Private launch provider Relativity Space has secured exclusive rights to Launch Complex 16 (LC16) at Cape Canaveral Air Force Station in Florida. The company hopes to launch the maiden flight of their Terran 1 rocket from the facility next year.
Relativity Space revealed that they had won the right to develop a launch facility for their Terran 1 rocket at Cape Canaveral on January 17. The company evaluated several other launch facilities but considered Cape Canaveral as their clear favourite.
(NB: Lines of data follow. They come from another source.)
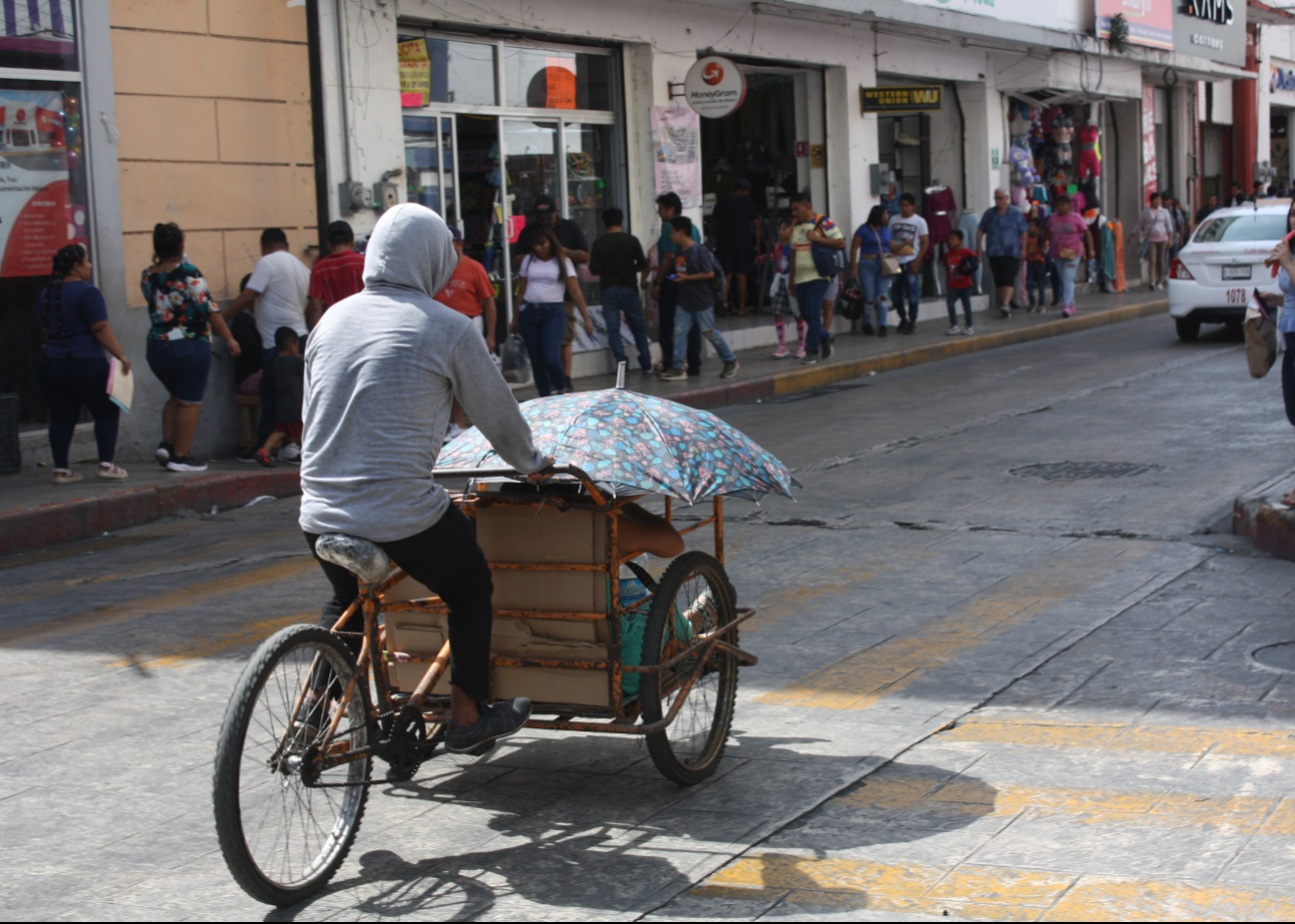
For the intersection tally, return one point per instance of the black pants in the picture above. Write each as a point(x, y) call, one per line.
point(68, 384)
point(665, 328)
point(447, 560)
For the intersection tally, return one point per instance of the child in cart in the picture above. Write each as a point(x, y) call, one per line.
point(781, 294)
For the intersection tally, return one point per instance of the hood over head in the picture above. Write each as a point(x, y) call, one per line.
point(411, 247)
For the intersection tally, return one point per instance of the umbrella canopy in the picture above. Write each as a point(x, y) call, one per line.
point(627, 439)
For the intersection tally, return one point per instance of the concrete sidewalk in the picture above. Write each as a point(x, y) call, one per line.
point(761, 377)
point(35, 513)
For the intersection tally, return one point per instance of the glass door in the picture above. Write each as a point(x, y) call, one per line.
point(431, 165)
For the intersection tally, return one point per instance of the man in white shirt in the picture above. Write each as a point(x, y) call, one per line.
point(278, 285)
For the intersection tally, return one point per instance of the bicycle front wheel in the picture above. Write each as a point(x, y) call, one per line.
point(283, 824)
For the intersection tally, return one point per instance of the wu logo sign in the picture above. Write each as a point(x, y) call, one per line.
point(1209, 11)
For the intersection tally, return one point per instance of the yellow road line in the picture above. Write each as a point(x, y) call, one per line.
point(860, 680)
point(899, 799)
point(1033, 732)
point(994, 893)
point(171, 602)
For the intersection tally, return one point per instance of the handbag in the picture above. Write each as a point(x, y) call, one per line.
point(890, 261)
point(1260, 337)
point(826, 260)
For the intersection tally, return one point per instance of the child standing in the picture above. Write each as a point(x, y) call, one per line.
point(961, 264)
point(780, 294)
point(1037, 267)
point(289, 371)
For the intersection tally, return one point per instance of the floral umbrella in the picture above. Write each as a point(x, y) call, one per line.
point(639, 442)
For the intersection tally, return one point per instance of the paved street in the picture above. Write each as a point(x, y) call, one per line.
point(1004, 643)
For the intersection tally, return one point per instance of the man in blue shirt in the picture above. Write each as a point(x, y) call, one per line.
point(1002, 238)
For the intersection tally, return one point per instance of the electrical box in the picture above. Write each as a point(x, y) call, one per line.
point(882, 178)
point(385, 196)
point(351, 198)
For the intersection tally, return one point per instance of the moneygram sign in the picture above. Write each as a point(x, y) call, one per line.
point(715, 87)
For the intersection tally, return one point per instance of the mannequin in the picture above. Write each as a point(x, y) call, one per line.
point(1089, 162)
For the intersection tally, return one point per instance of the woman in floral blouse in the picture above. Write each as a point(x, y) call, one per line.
point(183, 313)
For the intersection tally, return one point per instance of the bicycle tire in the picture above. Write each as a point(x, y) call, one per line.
point(257, 684)
point(676, 751)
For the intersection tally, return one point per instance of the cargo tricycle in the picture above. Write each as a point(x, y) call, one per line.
point(590, 637)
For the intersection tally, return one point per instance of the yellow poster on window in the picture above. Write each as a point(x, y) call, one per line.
point(415, 73)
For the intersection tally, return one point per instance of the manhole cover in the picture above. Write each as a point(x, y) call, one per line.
point(1080, 471)
point(1280, 656)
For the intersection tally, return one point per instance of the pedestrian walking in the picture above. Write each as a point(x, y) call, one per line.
point(665, 290)
point(868, 247)
point(73, 371)
point(548, 276)
point(960, 264)
point(470, 293)
point(1156, 229)
point(812, 229)
point(544, 217)
point(1037, 267)
point(781, 298)
point(695, 273)
point(179, 347)
point(1068, 238)
point(289, 377)
point(335, 274)
point(1002, 238)
point(278, 285)
point(738, 238)
point(617, 258)
point(911, 239)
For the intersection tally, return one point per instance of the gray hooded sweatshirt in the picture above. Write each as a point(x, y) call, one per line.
point(381, 369)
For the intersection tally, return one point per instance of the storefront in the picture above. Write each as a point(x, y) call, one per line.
point(490, 125)
point(44, 196)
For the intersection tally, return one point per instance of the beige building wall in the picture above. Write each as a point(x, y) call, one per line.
point(214, 109)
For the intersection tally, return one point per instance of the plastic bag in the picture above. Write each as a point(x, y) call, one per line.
point(514, 361)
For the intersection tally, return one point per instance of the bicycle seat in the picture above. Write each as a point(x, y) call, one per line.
point(359, 556)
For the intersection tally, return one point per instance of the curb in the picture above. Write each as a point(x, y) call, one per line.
point(829, 373)
point(1264, 520)
point(35, 528)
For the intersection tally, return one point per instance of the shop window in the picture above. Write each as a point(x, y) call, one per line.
point(43, 207)
point(39, 35)
point(448, 72)
point(540, 78)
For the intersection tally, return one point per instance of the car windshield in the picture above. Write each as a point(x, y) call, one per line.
point(1237, 229)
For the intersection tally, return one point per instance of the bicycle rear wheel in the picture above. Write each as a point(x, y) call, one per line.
point(694, 598)
point(285, 825)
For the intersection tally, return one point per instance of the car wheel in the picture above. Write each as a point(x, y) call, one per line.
point(1187, 328)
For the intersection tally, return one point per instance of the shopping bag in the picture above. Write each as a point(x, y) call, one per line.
point(1260, 337)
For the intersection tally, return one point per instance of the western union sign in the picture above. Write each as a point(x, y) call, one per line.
point(902, 99)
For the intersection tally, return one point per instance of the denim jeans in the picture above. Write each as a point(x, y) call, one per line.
point(704, 323)
point(952, 299)
point(1068, 269)
point(665, 330)
point(809, 298)
point(873, 285)
point(1037, 280)
point(620, 300)
point(908, 285)
point(543, 326)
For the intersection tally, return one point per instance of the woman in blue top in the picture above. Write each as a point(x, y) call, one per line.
point(870, 241)
point(73, 371)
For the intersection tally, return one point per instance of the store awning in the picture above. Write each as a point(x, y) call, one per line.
point(36, 25)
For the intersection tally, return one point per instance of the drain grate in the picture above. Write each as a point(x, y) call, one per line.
point(1280, 656)
point(1082, 471)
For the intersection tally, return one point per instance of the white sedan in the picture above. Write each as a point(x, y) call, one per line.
point(1212, 276)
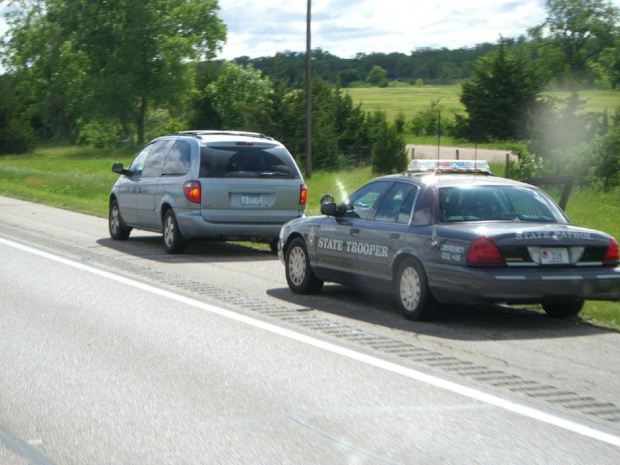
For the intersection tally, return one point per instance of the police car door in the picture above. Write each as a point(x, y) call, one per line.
point(337, 238)
point(382, 235)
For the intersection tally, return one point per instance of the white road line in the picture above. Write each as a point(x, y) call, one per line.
point(451, 386)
“The clear winner to us was partnering with the U.S. Air Force at Cape Canaveral,” said chief executive of Relativity Space, Tim Ellis, in an interview. “We really view it as the most elite launch site in the world.”
The long-dormant LC16 was built in the 1950s to test Titan 1 and Titan 2 multistage intercontinental ballistic missiles. In the 1960s, the site was transferred to NASA and used for Gemini crew processing and static fire tests of Apollo Service Module engines. In 1972, the site was returned to the Air Force and used to launch more than 100 Pershing ballistic missiles between May 1974 and March 1988. Since then, the site has remained inactive.
Relativity Space reportedly plans to pour more than $10 million into the development of LC16. Once operational, the site will be used to support missions requiring low and mid-inclination orbits. It will, however not be suitable for either polar or sun-synchronous orbits. The company is currently evaluating additional launch sites to support polar and sun-synchronous missions.
The maiden launch of the Terran 1 is currently scheduled for 2020 with the company hoping to begin commercial operations by 2021. With a launch cost of just $10 million dollars for payloads of up to 1,250 kilograms, the fledgeling launch provider may very well disrupt the dominance of industry stalwarts like SpaceX and United Launch Alliance.